The combined effect: Alabama’s hemp-derived intoxicant retail sector will be substantially curtailed by November 12, 2026. The federal cliff makes the underlying products federally unlawful even under the most permissive state regulatory framework.
Industry Response & Litigation Posture
The U.S. Hemp Roundtable, the Cannabis Industry Association, and various hemp trade groups are pursuing several strategies:
- Legislative repeal or extension. Lobbying Congress to repeal Section 781 or extend the effective date. As of May 2026, no repeal or extension legislation has advanced.
- Implementation regulatory comments. USDA implementation rule-making is ongoing. Industry groups are submitting comments to shape the final implementation rules.
- Federal-court challenges. Pre-emptive constitutional challenges to Section 781 are being explored.
- Compliant product reformulation. Hemp processors are developing 0.4 mg / container compliant products to maintain consumer offerings within the new framework.
What This Means for Alabama Patients and Consumers
For Alabama patients who have used hemp-derived Delta-8 or Delta-9 products for symptom management, the federal cliff (combined with HB 445) means the gray-market alternative to the Compassion Act will be substantially less available after November 12, 2026. Practical implications:
- Compassion Act enrollment may grow. Patients who have been using hemp-derived alternatives may pursue Compassion Act enrollment for legitimate symptom management.
- Online interstate purchase may shift. The federal cliff applies nationally; out-of-state online retailers face the same constraints.

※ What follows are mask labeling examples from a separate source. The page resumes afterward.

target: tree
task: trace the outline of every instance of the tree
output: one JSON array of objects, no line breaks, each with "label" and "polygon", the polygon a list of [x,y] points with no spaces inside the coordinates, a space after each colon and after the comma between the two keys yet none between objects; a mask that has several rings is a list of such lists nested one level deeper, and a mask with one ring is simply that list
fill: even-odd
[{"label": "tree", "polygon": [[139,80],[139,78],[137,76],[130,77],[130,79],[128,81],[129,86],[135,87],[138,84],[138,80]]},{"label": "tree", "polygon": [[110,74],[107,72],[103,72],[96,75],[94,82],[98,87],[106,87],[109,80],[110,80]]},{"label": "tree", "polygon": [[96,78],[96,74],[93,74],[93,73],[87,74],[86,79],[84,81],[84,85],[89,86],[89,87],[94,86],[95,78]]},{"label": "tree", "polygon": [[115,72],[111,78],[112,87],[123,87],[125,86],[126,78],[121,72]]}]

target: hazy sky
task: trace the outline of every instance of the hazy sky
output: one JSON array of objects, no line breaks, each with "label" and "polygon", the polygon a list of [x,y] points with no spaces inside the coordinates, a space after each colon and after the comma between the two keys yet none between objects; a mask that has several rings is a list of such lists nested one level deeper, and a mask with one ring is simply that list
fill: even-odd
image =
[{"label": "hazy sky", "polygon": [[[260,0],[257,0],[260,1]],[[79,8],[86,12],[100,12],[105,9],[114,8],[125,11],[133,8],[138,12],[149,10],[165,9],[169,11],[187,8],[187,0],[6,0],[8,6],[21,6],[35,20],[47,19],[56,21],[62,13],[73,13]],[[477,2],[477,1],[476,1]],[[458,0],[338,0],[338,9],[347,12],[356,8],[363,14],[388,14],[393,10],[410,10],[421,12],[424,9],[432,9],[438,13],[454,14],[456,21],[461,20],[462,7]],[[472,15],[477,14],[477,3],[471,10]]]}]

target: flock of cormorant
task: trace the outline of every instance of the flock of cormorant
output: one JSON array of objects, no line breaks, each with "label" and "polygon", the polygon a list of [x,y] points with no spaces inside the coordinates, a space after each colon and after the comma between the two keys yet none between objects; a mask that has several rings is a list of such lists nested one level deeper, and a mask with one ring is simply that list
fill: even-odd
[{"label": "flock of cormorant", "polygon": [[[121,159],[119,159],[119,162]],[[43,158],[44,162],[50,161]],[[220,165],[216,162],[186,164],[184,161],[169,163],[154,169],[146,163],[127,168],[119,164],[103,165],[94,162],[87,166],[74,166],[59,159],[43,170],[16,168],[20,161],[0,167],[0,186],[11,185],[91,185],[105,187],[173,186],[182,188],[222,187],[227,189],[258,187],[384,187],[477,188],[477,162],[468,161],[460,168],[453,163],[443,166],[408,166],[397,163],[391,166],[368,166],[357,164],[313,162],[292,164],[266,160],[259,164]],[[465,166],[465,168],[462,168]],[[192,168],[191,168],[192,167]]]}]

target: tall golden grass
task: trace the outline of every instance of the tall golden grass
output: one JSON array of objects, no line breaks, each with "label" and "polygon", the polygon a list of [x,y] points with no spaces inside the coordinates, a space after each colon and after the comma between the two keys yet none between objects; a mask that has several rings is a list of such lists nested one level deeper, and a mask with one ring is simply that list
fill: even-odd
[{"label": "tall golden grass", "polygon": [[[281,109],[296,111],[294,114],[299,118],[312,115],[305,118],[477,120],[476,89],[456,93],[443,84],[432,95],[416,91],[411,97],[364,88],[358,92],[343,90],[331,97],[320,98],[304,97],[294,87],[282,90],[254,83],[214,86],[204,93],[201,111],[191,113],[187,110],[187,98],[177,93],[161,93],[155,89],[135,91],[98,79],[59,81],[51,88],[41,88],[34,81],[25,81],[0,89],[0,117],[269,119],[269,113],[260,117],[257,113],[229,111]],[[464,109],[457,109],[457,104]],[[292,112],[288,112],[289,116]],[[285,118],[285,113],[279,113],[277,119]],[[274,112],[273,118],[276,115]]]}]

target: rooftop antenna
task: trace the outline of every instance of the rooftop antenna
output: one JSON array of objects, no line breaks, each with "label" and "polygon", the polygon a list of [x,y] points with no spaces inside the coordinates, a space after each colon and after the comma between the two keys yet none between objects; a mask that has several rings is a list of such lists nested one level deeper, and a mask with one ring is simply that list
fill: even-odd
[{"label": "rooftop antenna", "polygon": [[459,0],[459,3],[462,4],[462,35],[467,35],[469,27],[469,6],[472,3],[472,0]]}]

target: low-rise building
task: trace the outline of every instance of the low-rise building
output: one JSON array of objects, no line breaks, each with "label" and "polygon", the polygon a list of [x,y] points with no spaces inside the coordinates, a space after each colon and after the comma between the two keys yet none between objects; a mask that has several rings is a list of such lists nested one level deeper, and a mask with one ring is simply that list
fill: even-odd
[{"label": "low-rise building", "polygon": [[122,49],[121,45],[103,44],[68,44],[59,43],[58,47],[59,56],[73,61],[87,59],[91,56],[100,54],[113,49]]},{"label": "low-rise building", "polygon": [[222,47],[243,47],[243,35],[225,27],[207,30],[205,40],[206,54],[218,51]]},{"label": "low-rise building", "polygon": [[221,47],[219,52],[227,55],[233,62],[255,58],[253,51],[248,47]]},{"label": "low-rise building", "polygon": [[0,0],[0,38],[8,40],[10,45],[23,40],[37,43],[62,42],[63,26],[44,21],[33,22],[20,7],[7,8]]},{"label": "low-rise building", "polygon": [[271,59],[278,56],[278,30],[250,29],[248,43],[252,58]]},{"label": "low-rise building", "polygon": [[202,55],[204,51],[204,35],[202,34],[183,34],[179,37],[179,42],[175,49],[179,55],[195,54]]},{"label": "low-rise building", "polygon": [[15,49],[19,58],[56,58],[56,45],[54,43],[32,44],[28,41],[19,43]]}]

- Beverages and edibles will be substantially limited. The 0.4 mg/container cap eliminates high-dose hemp THC beverages and edibles regardless of state-level rules.
- CBD products are largely unaffected. CBD-only products without psychoactive THC content remain compliant under the new federal definition.
What This Means for Alabama Hemp Operators
- Smokable-hemp products (already restricted under HB 445) become federally unlawful November 12, 2026.
- High-dose hemp THC beverages and edibles become federally unlawful regardless of state-level rules.
- Synthetic-hemp products (already restricted under HB 445) remain unlawful under the new federal framework.
- Compliant CBD-only products remain federally and state-lawful.
- 0.4 mg / container compliant products — if industry can develop them — may remain federally lawful but may face state-level restrictions.
The Compassion Act’s Window
The federal cliff timing aligns with the Compassion Act’s operational scaling. Callie’s opened May 4, 2026; CCS of Alabama, GP6 Wellness, and Yellowhammer (if cleared) are expected to open by late 2026. Integrated facilities may follow in 2027. The window between Callie’s opening and the federal cliff is approximately 6 months — potentially a critical period for the regulated medical-cannabis program to capture patients transitioning from the gray-market hemp-derived intoxicant retail.